As I felt fingers search my throat for the edges of a mask.

Spindrift

I've been falling for a while, now
I've lost track of how long for
Days, weeks, my whole life
I'm not sure how that's even possible,
But the ever-rushing air in my ears
And the blur of motion around me
Make it hard to believe otherwise
Maybe I'm in some strange subterranean orbit,
Caught in an endless loop
Around the bowels of the earth
Lit only by the glow of worms and fungus,
And there's nothing for me to grab hold of to stop
No jutting branch or root can support my weight
Let alone break my fall
Because I am heavy, heavy, heavy
And I'll snap,
Or wrench,
Or simply lose my grip
On anything fixed that I grab on the way down
And there is always at the back of my mind
The knowledge that someday, there will be ground
And it will not be a soft welcome cushion when it comes.
Sometimes I encounter others in my predicament
Dark shapes in the distance that resolve into bodies, limbs, faces
They are falling faster or slower
As the aerodynamics of their bodies permit
And we talk quickly, before we pass
Compare notes. tell stories of our fall, and commiserate
And sometimes, if we match speeds enough
And the timing is just right
We can grab hold of each other
And say "I've got you!"
And we feel, for a moment,
Lightness
Safety
The sense of something stable
Something that will not be ripped free
Something that will not pass by before we had the chance
To really see it or understand it
To feel, in some small way,
For now, at least, if we ignore our surroundings
That we are not falling
That we are flying
And we revel in the embrace
And grip each other as though we'll never let go
For hours, days, our whole life
Until we grow tired of each other and push away,
Or drift apart when we weren't paying attention,
Or get knocked apart by something flying out of the dark
Each watching the other spin out of sight
And I am left feeling the weight of the fall once more
And wondering if I'll ever feel that sure grip again
And hear someone say
"I've got you!"

Ultramarine

Would that I could paint with powder, the pigments so pure and precise, blue blazing deeply and darkly in a hue that your eye doesn't believe, that you think must be fake, that someone is shining some sort of blacklight on this blue, so intense and light consuming it is.

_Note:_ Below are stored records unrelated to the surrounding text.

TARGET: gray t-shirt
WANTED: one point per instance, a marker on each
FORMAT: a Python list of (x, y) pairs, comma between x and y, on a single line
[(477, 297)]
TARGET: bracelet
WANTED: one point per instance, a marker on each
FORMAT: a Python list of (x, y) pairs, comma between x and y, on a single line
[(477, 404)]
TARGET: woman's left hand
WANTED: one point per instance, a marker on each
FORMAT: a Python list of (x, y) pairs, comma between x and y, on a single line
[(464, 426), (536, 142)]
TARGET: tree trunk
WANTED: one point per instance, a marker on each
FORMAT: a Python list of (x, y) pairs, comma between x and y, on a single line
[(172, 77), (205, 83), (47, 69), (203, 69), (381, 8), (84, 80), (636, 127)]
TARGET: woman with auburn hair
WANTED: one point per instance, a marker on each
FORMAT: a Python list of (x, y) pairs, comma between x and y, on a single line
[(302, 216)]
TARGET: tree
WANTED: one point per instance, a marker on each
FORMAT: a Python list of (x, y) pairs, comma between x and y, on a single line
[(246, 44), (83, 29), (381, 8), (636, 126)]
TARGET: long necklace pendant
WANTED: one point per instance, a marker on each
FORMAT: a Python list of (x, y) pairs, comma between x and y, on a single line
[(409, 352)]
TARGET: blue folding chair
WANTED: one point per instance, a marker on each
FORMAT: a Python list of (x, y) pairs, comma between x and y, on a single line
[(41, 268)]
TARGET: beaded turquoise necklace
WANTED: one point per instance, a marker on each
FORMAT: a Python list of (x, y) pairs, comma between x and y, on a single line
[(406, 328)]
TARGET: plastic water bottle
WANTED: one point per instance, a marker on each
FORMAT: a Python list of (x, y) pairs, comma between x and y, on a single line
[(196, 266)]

I want to wear this blue, borrow its intensity, make it mine, wear it as a cloak over my own self doubt, and what I will lack in fashion sense will be outstripped by confidence, as men and women are drawn to me yet nervous in my unsettling, throbbing deep blue presence, too mighty to reproduced properly on a computer screen. What—they will think—is a man like that capable of, that would garb himself in such overwhelming blue. They will mark my words and consider my ideas and think "He's mad, but great men often are."

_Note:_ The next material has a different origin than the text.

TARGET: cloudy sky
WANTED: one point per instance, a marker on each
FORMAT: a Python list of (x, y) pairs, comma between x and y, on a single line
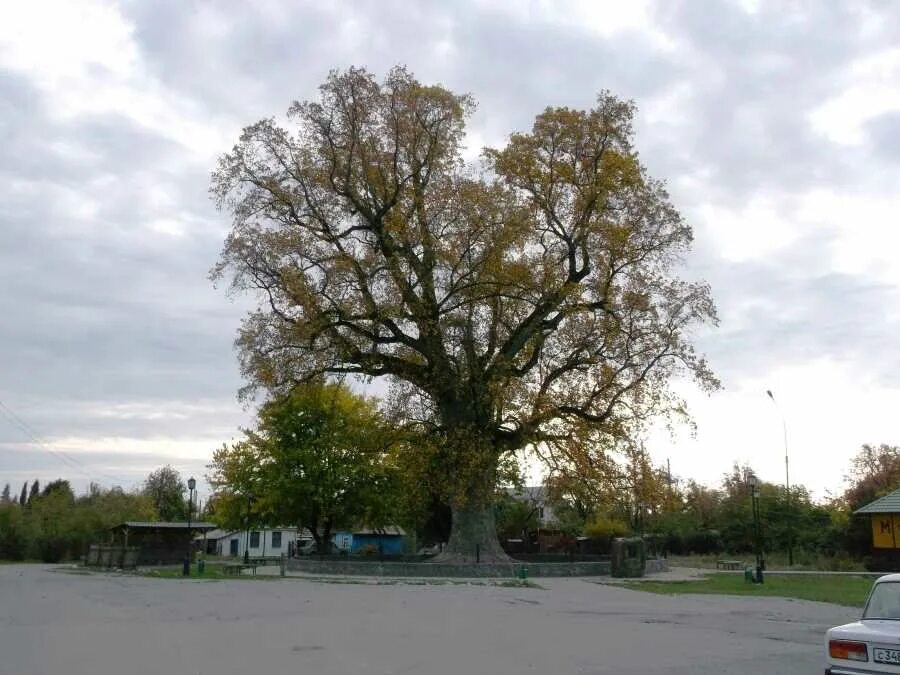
[(776, 125)]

I want an ultramarine work bench at which I will sculpt, and cut, and draw, and write, and paint, and the flecks and shavings of my work will spatter and chip and form constellations on the surface, and every now and then I will clear everything away and lay my hands on the table, contemplating the blue slate that has absorbed the poor offerings to my genius.

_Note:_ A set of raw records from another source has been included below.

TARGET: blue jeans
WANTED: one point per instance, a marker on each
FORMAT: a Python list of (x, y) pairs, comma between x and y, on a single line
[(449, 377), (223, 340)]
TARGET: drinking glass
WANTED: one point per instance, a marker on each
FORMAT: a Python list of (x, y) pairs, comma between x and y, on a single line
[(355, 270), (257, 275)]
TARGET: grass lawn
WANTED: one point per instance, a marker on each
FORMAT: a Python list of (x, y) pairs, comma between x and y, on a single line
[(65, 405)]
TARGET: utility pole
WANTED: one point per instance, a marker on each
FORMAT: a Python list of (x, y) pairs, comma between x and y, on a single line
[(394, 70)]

I want to paint my room this hue, remove all the furniture, and sit in the middle of it, imagining myself adrift in space, because if space had color, if it were anything other than nothing punctuated by small bits of something, it would be this blue, so heavy it seems to have a pulse. And I would fly through my blue night sky, like I did when I was three, when the might of my mind overcame the weight of my body, when my body had less weight to overcome, as I closed my eyes and flew and was brave and conversed with monsters, and discovered they weren't so bad, or beat up the ones that were, and had adventures, ran from danger, charged straight at it, and in the end got the girl even though I didn't know why that was important yet. And I'd spin and drift and feel the wind in my hair (because blue space has air), and I'd have no limits because nobody had told me where they were.